06.04.15 by Jeff Johnson
A recent survey from credit bureau TransUnion reveals that a majority of people know a credit score is important, yet are unsure how it impacts home financing. They are unsure about actions that could help improve their credit score, and also unsure about what their credit score directly affects in the home financing process.
The national consumer survey found that while nearly three out of four (74%) potential home buyers believe it’s important to check the accuracy of their credit report, only 45 percent correctly understand that their credit score measures the amount of debt they hold, risk of not repaying back a loan, and the financial resources they have to pay back loans.
Despite the fact a majority of consumers recognized the importance of a credit score, one in three incorrectly thought increasing their income or closing old accounts before applying for a mortgage has the potential to help improve their credit score. Only half of respondents correctly identified what a credit score affects in the home buying process, including interest rate, the amount they can borrow, and their mortgage lending terms.

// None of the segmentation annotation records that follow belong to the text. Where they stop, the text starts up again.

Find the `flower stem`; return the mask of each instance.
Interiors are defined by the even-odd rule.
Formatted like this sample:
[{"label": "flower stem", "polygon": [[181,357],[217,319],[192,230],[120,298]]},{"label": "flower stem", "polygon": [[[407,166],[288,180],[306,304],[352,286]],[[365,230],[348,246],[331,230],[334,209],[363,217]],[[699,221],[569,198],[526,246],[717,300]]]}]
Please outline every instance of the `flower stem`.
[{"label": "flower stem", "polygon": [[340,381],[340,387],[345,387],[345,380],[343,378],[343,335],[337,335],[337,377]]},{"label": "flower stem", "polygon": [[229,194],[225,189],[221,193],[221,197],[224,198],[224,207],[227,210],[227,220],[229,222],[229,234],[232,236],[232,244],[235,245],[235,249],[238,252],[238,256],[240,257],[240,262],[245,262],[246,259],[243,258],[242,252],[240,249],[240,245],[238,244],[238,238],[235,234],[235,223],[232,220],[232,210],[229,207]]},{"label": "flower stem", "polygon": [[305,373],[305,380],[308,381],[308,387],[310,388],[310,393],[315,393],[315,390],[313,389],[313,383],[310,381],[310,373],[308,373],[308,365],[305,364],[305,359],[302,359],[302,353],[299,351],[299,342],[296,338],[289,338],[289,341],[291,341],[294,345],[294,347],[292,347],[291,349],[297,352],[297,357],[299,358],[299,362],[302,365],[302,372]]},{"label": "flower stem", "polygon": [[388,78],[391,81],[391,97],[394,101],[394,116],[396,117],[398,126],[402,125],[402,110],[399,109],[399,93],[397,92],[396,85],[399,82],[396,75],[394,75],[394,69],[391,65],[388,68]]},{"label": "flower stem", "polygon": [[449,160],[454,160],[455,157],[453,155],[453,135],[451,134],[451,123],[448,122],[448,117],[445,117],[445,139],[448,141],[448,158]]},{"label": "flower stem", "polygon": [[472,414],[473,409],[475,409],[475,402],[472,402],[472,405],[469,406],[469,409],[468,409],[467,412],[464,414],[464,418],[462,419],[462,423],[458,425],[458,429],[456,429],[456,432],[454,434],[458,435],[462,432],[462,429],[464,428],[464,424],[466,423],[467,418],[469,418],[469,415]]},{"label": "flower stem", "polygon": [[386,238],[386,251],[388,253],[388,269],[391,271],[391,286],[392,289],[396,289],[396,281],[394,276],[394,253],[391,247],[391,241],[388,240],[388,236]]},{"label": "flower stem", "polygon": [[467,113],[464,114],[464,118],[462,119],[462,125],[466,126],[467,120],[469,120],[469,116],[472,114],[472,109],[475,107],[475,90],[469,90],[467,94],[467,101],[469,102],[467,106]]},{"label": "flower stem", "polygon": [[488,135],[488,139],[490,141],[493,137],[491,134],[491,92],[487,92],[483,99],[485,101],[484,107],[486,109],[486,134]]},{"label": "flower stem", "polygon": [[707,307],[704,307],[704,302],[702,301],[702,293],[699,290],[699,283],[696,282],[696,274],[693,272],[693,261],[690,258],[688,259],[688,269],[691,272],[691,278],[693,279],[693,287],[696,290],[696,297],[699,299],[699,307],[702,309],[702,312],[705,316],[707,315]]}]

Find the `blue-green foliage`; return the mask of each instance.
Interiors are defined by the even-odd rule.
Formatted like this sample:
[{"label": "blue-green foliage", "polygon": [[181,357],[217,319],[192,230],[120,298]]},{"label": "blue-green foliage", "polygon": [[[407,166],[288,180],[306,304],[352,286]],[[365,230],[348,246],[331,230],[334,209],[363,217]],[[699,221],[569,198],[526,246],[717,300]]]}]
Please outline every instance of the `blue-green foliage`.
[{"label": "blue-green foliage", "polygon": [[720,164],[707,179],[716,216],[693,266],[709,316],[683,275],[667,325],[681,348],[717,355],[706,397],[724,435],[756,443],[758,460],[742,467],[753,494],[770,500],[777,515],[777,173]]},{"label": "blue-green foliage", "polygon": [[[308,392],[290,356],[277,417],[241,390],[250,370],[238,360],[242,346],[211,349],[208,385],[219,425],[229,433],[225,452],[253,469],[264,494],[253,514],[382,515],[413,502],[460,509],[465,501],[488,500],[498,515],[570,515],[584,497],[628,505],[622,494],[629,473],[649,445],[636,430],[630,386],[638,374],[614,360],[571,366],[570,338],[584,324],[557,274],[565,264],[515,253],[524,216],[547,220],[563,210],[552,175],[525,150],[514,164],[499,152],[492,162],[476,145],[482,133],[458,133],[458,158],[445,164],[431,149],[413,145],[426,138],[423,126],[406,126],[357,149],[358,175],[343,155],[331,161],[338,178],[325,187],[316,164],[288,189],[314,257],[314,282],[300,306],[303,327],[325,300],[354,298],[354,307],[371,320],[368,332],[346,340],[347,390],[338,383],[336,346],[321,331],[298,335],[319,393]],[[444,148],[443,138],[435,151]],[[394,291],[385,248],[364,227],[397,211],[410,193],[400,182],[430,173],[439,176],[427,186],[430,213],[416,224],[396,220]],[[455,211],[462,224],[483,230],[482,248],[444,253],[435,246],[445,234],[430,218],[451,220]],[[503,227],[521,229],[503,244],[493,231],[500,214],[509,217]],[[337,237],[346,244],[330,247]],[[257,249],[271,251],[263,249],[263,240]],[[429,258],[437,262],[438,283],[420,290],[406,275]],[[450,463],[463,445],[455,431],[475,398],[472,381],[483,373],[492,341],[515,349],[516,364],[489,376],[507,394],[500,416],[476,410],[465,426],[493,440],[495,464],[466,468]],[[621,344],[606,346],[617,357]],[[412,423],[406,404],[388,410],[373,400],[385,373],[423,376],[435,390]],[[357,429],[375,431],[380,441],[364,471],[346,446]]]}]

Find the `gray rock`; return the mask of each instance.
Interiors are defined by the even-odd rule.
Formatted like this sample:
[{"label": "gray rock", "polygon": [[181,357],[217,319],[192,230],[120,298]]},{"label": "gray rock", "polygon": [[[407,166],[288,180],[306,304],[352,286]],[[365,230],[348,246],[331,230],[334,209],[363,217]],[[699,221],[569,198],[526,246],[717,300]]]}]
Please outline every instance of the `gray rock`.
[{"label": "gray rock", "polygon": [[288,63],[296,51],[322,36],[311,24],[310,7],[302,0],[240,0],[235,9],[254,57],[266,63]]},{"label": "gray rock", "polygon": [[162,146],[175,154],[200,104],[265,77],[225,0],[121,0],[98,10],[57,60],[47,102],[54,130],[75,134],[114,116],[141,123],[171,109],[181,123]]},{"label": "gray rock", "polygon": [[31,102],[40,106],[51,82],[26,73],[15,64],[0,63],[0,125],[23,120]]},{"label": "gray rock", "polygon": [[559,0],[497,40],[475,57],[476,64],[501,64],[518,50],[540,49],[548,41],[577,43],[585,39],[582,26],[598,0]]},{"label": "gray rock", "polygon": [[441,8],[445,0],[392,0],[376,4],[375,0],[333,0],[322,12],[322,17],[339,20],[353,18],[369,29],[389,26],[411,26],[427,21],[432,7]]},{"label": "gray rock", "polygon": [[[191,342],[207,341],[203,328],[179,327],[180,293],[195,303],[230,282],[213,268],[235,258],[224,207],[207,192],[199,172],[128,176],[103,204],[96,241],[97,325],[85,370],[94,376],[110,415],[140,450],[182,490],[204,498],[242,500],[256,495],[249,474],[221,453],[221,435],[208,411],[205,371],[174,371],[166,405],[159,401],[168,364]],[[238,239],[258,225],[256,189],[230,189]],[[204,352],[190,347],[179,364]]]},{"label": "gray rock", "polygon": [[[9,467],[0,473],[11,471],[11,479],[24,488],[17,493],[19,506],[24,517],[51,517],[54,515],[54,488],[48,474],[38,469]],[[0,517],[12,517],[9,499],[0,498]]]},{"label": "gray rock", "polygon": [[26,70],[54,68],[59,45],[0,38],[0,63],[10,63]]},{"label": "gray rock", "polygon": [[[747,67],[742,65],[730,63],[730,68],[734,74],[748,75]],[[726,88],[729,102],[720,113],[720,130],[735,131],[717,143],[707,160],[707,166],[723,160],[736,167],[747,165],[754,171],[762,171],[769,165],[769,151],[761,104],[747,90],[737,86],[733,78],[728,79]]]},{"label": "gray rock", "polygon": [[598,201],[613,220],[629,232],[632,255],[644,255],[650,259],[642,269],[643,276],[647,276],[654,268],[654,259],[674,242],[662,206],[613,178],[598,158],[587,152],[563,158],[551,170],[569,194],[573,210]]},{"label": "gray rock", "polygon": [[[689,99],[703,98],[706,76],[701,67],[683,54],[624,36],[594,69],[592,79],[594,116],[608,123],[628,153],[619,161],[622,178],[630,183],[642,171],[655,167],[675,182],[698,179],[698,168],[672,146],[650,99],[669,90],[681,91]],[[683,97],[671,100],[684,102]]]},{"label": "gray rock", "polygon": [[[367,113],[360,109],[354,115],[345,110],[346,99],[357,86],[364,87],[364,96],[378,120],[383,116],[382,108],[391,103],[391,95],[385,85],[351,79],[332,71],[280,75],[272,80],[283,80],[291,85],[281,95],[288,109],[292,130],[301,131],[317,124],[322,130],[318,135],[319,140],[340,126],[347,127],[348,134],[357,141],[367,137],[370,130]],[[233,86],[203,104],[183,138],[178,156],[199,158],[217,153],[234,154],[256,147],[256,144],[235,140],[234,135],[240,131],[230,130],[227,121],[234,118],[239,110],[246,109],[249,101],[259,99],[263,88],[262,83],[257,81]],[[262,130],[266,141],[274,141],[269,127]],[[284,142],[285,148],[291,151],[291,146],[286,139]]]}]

According to the survey, just 22 percent of people correctly identified that they should check their credit score during the three months leading up to a mortgage application. In contrast, nearly one-third of people surveyed believed one month before purchasing a home was a good time frame to check credit scores; however, a one-month time-frame gives consumers little time to take action if they discover fraudulent activity like identity theft or old, unpaid credit card debt that could negatively affect their score.
TransUnion shares the following tips for those preparing to take out a mortgage:
- Start with your credit report. Make sure it’s as accurate as possible, that your scores are where you want them to be, and that no one else has had access to your credit. You are entitled by federal law to a free copy of your credit report every 12 months from each credit reporting company: AnnualCreditReport.com
- Do your homework. Research loans, rates and brokers before you sign anything. Doing this work now will pay off later with a better rate and terms.
- Be realistic on what you can afford. The larger your down payment, the wider your options. Putting more money down, up front, will help ensure you pay less each month.
- “Not now” doesn’t mean “never.” If home ownership isn’t a realistic option for you right now, that doesn’t mean it won’t be in the future. When it comes to a major purchase like a home, timing is critical.